# Goodbye Coach



## *ArabianPrincess* (Nov 8, 2006)

Coach wasn't owned by me but a good friend of our family.
They had so many memories together and where going to have so much more ahead of them until one day.

My mum got a phone call from where we had our young ones And coach (used to) she said -

Gerry i have some horrible news i found coach dead this morning.
She said, He was blown up 3 times the size bleeding from every place possible and his intestine was half out his bum.
He was so blown up they couldn't remove the rugs!

The vet came down to give us a reason why he died, the vet said it would have been colic but it would have taken 3 days to happen!

Imagine coach going through all that pain!
But who would want to.

R.I.P Coach boy you might of been a pain in the butt sometimes but however you are we will always love you boy!!

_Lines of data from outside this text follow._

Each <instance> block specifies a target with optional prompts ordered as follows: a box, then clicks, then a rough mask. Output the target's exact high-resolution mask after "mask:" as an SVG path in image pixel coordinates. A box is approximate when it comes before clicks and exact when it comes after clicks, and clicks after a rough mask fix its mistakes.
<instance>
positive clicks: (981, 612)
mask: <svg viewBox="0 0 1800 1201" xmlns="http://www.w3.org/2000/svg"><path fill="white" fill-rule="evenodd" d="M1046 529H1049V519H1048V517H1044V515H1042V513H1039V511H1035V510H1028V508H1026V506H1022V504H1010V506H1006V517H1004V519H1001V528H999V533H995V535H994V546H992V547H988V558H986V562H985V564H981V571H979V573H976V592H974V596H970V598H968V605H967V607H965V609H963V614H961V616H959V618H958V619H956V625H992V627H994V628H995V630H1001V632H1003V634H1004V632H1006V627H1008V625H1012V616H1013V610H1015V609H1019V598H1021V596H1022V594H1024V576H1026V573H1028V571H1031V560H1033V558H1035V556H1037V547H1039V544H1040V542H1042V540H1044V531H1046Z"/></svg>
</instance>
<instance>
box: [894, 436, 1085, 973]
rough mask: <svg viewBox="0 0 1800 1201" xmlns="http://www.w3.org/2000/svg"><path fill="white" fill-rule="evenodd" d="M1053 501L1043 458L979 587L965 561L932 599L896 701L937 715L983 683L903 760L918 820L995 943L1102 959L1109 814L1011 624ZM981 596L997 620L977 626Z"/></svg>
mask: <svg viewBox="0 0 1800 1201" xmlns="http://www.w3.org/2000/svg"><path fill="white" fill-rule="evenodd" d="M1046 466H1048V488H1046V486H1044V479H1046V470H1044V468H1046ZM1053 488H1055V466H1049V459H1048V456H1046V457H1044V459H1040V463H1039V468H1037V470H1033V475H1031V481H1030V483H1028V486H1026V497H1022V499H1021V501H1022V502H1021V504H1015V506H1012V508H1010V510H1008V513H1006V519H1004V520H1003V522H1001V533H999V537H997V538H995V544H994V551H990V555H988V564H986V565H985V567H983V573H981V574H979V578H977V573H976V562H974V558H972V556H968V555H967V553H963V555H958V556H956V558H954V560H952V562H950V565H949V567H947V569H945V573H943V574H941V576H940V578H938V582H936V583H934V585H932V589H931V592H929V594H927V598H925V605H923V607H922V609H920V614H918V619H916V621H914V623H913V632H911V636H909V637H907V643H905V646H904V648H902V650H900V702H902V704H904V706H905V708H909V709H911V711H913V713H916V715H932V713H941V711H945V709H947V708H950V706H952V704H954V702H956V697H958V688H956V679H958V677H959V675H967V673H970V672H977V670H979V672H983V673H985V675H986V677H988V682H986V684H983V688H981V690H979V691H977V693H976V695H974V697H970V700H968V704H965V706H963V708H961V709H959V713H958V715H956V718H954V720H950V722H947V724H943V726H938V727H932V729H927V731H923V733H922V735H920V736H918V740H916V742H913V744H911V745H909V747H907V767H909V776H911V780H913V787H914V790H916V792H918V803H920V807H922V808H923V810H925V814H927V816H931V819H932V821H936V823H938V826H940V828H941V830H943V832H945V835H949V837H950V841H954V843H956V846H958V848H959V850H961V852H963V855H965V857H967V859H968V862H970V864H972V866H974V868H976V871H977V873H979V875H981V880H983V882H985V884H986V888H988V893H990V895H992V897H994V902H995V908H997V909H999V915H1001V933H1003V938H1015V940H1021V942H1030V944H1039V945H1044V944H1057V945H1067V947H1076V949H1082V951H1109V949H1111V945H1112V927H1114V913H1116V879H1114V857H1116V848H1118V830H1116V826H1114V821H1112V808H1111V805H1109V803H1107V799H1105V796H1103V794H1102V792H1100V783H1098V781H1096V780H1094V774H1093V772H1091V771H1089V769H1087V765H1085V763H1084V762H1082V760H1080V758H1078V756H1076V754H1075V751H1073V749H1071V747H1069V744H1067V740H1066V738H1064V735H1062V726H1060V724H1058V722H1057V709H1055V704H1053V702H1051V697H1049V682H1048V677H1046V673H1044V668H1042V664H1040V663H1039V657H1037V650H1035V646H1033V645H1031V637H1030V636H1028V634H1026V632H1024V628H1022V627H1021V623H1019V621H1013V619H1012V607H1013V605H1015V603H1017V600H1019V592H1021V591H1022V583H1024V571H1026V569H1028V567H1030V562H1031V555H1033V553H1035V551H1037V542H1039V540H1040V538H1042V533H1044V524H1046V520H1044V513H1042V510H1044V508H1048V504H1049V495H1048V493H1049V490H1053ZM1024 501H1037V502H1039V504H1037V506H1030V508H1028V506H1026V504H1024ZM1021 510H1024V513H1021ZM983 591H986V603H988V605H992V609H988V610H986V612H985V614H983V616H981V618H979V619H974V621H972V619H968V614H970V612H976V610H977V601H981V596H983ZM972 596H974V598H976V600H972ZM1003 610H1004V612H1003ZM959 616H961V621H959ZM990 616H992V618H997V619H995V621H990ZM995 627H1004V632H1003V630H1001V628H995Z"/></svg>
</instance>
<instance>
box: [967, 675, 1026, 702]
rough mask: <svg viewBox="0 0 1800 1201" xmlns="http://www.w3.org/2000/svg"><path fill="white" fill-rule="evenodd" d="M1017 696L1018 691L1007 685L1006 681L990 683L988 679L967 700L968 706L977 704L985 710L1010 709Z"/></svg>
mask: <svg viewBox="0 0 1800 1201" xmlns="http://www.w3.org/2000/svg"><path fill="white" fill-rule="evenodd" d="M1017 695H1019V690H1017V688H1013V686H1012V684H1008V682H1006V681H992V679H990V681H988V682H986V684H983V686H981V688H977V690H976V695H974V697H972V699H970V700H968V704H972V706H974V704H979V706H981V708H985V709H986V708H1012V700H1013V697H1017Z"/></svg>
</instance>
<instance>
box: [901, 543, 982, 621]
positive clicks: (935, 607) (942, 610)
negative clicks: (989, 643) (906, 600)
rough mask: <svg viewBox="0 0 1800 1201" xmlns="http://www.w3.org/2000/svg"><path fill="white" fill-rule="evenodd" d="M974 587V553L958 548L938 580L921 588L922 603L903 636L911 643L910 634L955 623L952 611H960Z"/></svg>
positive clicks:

Have fun being free in the heavens with all your horsey friends


----------



## Eventer Chick (May 15, 2007)

i am so sorry. That would of been such a painfull death . I am so lucky that i have neva had one of my own horses die but i have had a best friends. how is the family that owned him coping???


----------



## *ArabianPrincess* (Nov 8, 2006)

Thanks.

yeah they are alright i guess, The owner brought another horse (a yearling) i guess thats her way of moving on.


----------